GSK licenses tuberculosis vaccine candidate to Bill & Melinda Gates MRI

Image of GSK offices to show GSK licenses tuberculosis vaccine candidate to Bill & Melinda Gates MRI

GSK has announced that it has licensed its M72/AS01E tuberculosis vaccine candidate to the Gates Medical Research Institute, paving the way for continued development and potential use of the tuberculosis vaccine candidate in low-income countries with high TB burdens.

There is no approved tuberculosis vaccine capable of preventing pulmonary TB disease in adolescents and adults, who accounted for 89% of people who fell ill with TB in 2018. The live attenuated vaccine, Bacille Calmette-Guerin (BCG), has been in use for nearly a century, and while it is effective in preventing severe TB disease in infants and young children, it provides limited protection against pulmonary TB in adolescents and adults.

TB is the world’s deadliest infectious disease, with 10 million new cases and 1.5 million deaths in 2018 alone.
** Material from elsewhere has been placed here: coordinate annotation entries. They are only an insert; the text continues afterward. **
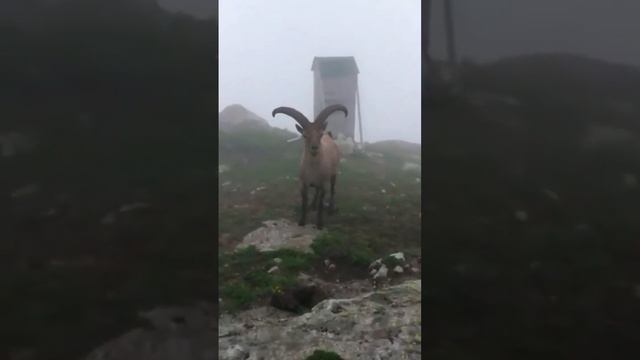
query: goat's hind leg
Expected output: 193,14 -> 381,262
309,186 -> 318,211
316,186 -> 324,229
298,184 -> 307,226
327,175 -> 336,215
The burden of disease is concentrated with over 97% of reported TB cases occurring in low- and middle-income countries.

Recently published final results of a phase IIb trial in South Africa, Kenya and Zambia conducted in partnership with IAVI showed that M72/AS01E had an acceptable safety profile and reduced cases of TB in HIV-negative adults with latent TB infections by half. The Gates MRI will lead vaccine candidate development and sponsor future clinical trials. GSK will provide the AS01 adjuvant for this development programme.

Dr. Thomas Breuer, Chief Medical Officer of GSK Vaccines, commented: “At GSK, we are very proud to have developed a TB vaccine candidate which has shown promising clinical trial results in adolescents and adults where the need to combat the TB epidemic is greatest. We are delighted to announce this ambitious collaboration to enable key partners to further build on and progress our scientific innovation.”

Philip Thomson, President, Global Affairs at GSK, said: “Today’s new agreement signals a new and exciting phase in our efforts to improve global public health through medical innovation.  For us, this type of alliance means we can take a more sustainable approach to global health, focusing our efforts and expertise on science and research, while partnering with others to ensure their development and delivery.”